O estereotipo do velho como aquele que somente gosta de bingo e baile é evidentemente equivocado. Em cada sociedade os exemplos de gostos altamente diversificados podem ser citados. 

Na difícil arte da politica nossa cultura herdou dos gregos a instituição do Senado (no principio era permitida apenas aos sujeitos com mais de sessenta anos, atualmente no Brasil, é permitida a entrada a partir dos trinta e cinco anos). Até o ponto em que a atividade se vincula ao interesse, as atividades (inclusive profissionais) estarão imersas em diversão e contentamento. 

Exemplo bastante interessante é dado pelo etnólogo frances Levi-Strauss, que professor da Sorbonne foi obrigado a deixar a cátedra por ter completado setenta anos. No semestre letivo seguinte, havia prestado vestibular, continuando na Sorbonne como aluno. Sua diversão e seu prazer é dado pelo estudo. 

Embora as respostas sexuais sejam mais lentas para o homem na velhice, o processo de envelhecer não conduz à impotência sexual. Tanto no que diz respeito ao interesse libidinal quanto à capacidade reprodutiva, o homem continua indefinidamente potente na sua sexualidade. 

A mulher, na menopausa, perde sua capacidade reprodutora. Claro que existem casos em que a mulher vivencia sua sexualidade de modo tao desagradável que uma diminuição das relações sexuais seria sentida como alivio. Na maior parte dos casos não é o que ocorre. O mito do idoso puro e casto, sem interesse no amor e na sexualidade é somente um mito. 

Como no livro “o Muro”, de Sartre, o homem é livre até face a morte. E até seus últimos instantes é livre para pensar o que quiser da morte e da vida. Portanto, a capacidade de escolher nunca é perdida, salvo casos de extremos patológicos. Até certo ponto o idoso pode depender mais dos outros, mas a vivencia tanto da autonomia quanto da co-dependência é determinada subjetivamente, ou seja, pelo individuo e somente por ele. 

Desde Hipócrates, que estabeleceu as bases para a medicina cientifica, os quadros mais comuns da patologia da velhice são estudados e documentados. Pelas próprias transformações biológicas, na velhice se adoece mais do que em outras etapas da vida. Isto pode ser comprovado pelo numero de internações em cada idade. 

Dados estatísticos nos EUA, Suécia e França – citados por Beauvoir – atestam que os idosos realmente adoecem mais, geralmente ficando por períodos mais prolongados em observação e internação.
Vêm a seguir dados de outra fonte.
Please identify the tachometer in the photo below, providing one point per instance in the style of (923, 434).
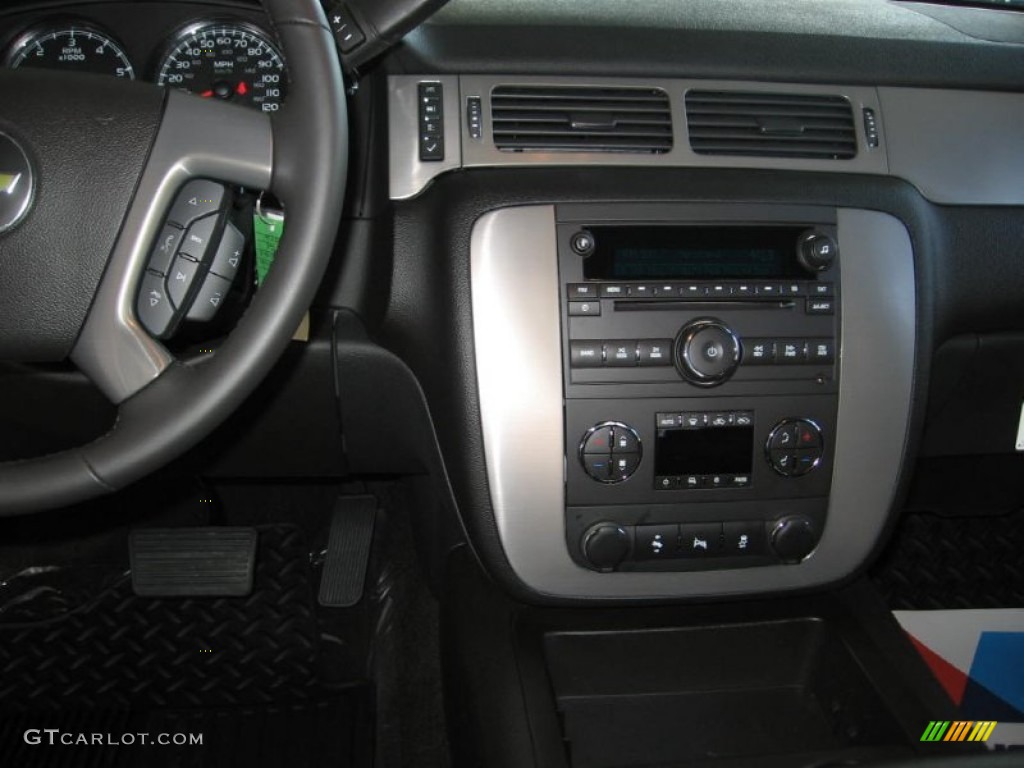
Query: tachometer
(72, 49)
(230, 61)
Consequentemente, mais cuidados são necessários, tanto na prevenção como na cura.

Mas o bem-viver é consequência das escolhas e atitudes que são, em ultima instancia, do campo da subjetividade, sendo, portanto, responsabilidade do individuo. Este recebe e reage ao meio em que vive. Sua forma de reação (e as consequências destas) dependem única e exclusivamente dele. Se há uma reação passiva face uma situação problemática, a ausência de reação, a passividade é do individuo. Ao não reagir (tomado aqui apenas como um exemplo, dentre muitos) a escolha cabe ao sujeito e somente a ele. Se sujeitar a um evento, ou ser o sujeito que age e produz o verbo da ação e da reação somente cabe e depende de cada um.